Dr. Allen Phillips

Emeritus Professor of Biochemistry

Department:  Biochemistry and Molecular Biology
College:  Eberly College of Science
Address:  203A South Frear Building
Phone:  814-865-1247
E-mail:  atp@psu.edu
Website:  http://www.personal.psu.edu/faculty/a/t/atp/

Enzymology and regulation of amino acid metabolismOur interests center on control of the synthesis and activity of enzymes involved in the metabolism of the amino acid histidine. These studies include regulation of enzyme activity and gene expression, mechanisms of coenzyme function, and structure-function analysis of the proteins required for histidine breakdown. Several of the pathway’s enzymes are known to be reduced or absent in the human genetic disorders histidinemia and urocanic acidemia, respectively, and thus an understanding of these enzymes and their regulation could prove useful in overcoming the consequences of their deficiency. Currently we are focused on urocanase, the second of five enzymes in the pathway, plus the repressor protein which controls expression of all histidine utilization genes including that for a specialized histidine transporter. Using a bacterial model system because all organisms metabolize histidine by a mostly common pathway, we seek to examine the nature of NAD binding to urocanase in order to better understand the extremely tight binding exhibited between the enzyme’s protein and NAD, and how NAD functions in this unusual non-redox reaction process. In addition to NAD’s function in urocanase, we also are exploring a possible role for NAD in an urocanic acid isomerase found in Micrococcus luteus which promotes the sunlight-induced interconversion of urocanic acid’s two isomeric forms (cis and trans). The cis-isomer is well documented as an immunosuppressive agent in skin tissue, an area often associated with M. luteus in humans.
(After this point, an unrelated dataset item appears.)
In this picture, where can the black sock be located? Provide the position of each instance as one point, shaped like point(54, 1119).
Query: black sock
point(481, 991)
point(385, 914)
Our work at the gene regulation level primarily concerns characterizing the repressor protein for the hut regulon in Pseudomonas putida and determining the locations and sequence of the various operator regions recognized by the repressor in order to understand if the repressor’s binding to two chemically distinct inducers (urocanate and N-formylglutamate) leads to selectivity in gene expression. Additionally, a yet-uncharacterized gene co-transcribed with the hut repressor gene is being studied for its possible role in directing the repressor’s action. In addition to histidine’s breakdown, we are also involved in a study of its conversion to ergothioneine (EGT), a histidine derivative produced only by some fungi and a few bacteria. EGT is believed to be a unique type of antioxidation agent important in controlling oxygen damage associated with the aging process. Humans produce no EGT but obtain it from food sources; therefore our efforts are currently directed towards elevating EGT content in mushrooms, one of the most common food sources of EGT.
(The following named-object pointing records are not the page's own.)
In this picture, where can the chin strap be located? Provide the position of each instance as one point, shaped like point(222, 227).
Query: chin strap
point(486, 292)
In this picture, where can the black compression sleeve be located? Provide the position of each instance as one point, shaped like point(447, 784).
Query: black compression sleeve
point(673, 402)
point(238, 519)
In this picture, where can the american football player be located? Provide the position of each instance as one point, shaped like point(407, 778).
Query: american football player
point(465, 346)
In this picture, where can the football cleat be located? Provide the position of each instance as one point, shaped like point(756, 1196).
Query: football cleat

Previous WISER, MURE, and FURP students working here have gained experience with many biochemical research techniques as they conducted studies on growth of recombinant microbes , expression of cloned genes, purification of enzymes, measurement of enzyme activity, characterization of protein properties, gene sequence modification and protein-DNA binding. In addition to mastery of essential biochemical and microbiological techniques, they also learned how research is conducted, including experimental design, data collection, data analysis, and interpretation of results. For most, this has solidified their interest in pursuing a career in science and technology areas.